Several studies have shown superior software development success rates when using an agile approach like Scrum or Kanban versus a waterfall approach. Does using a waterfall approach to develop software cause many projects to fail? Conversely, does using an agile approach cause projects to succeed?
I wish it was that simple. Ultimately people cause projects to succeed or fail. People are drawn to people like themselves. People are drawn to environments and cultures they prefer. What characteristics do you look for in the people you hire?
Waterfall approaches to software development are prescriptive. They use command-and-control, phases, gates, documents and approvals to get things done. What kind of people, do you suppose, are attracted to those techniques?
Agile approaches are collaborative. They use teamwork, self-organization, conversations, visuals and feedback to get things done. What kind of people, do you suppose, are attracted to those techniques?
Real Change Takes Time
I’m not a psychologist or sociologist so I’m not going to attempt a deep dive into these ideas. My point is that if you want to improve your software development results, you need to take a hard look at the messages you’re sending and the people you’re attracting.

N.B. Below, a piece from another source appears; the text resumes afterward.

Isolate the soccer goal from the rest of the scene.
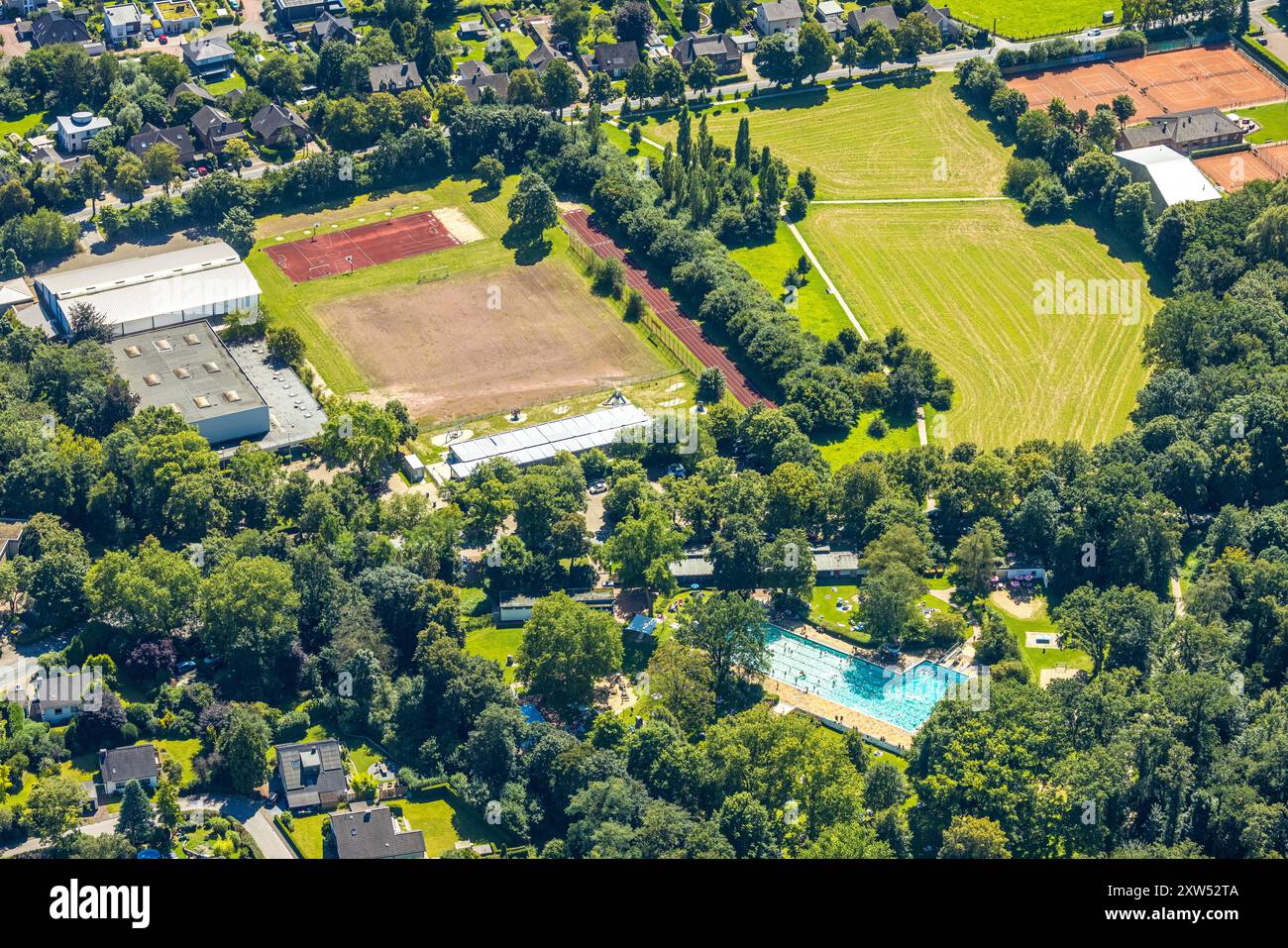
[416,266,450,283]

Why is this so important? If you decide to change your development approach, you’ll need to change your people too. How are you going to do that? It won’t happen in a sprint or two. It will likely take a year or more to completely transition from one approach to another.

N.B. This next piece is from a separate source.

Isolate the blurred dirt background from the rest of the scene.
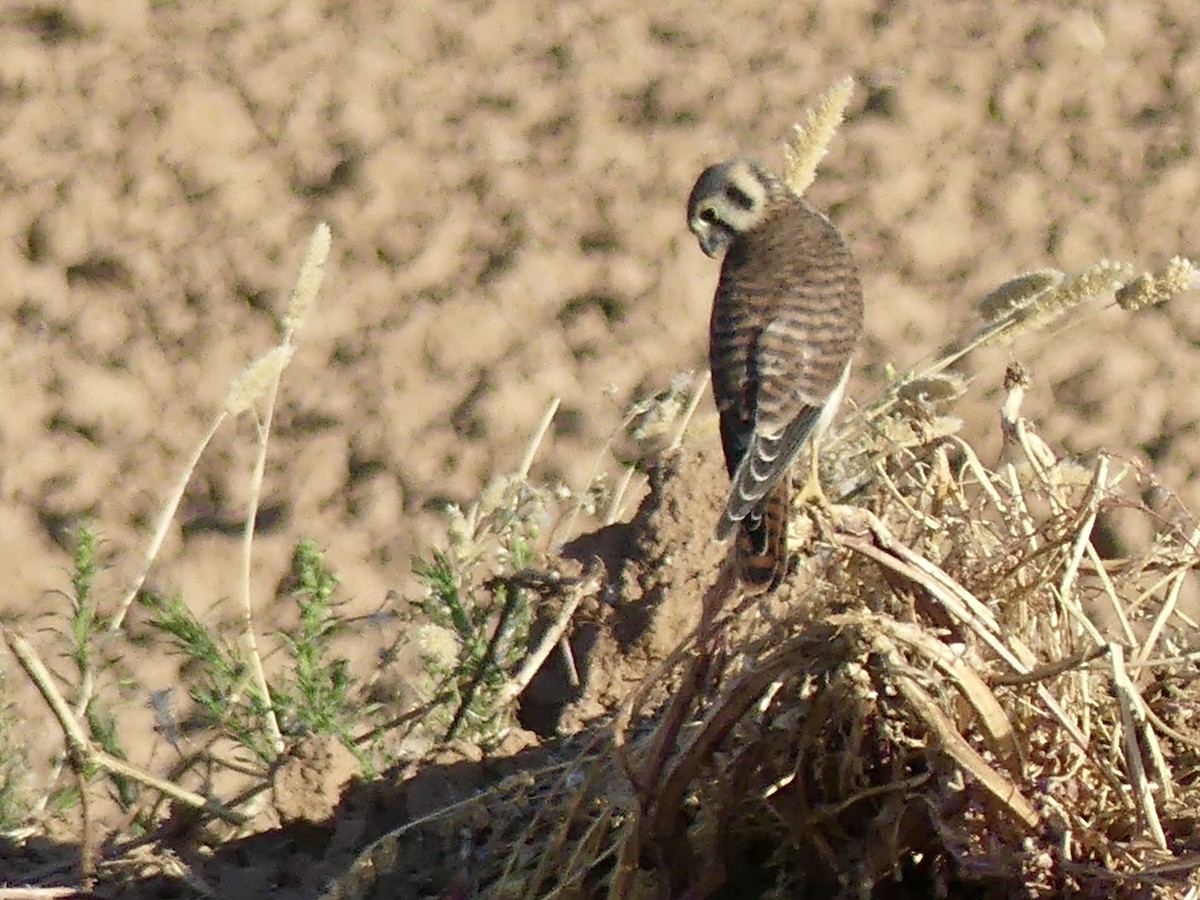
[0,0,1200,897]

In a large organization, you’ll have multiple development teams. Are they all going to transition at once? If so, it will be a huge undertaking. If not, how will interteam dependencies be managed when one team is using Scrum and the other is using waterfall? Their deliverables will not be aligned.
Adopting agile software development is not simply a matter of changing the rules — you need to change the entire game. What would you do if you wanted a basketball team to play ice hockey? How about a soccer (football) team converting to basketball? It would be a colossal transition requiring plenty of training and conditioning. Some players would not be able to adapt. New players would need to be recruited.
That’s what you can expect when going from a traditional, prescriptive, software development approach to Scrum or Kanban. You can make it work if you’re willing to invest the time and effort. Do you have the time?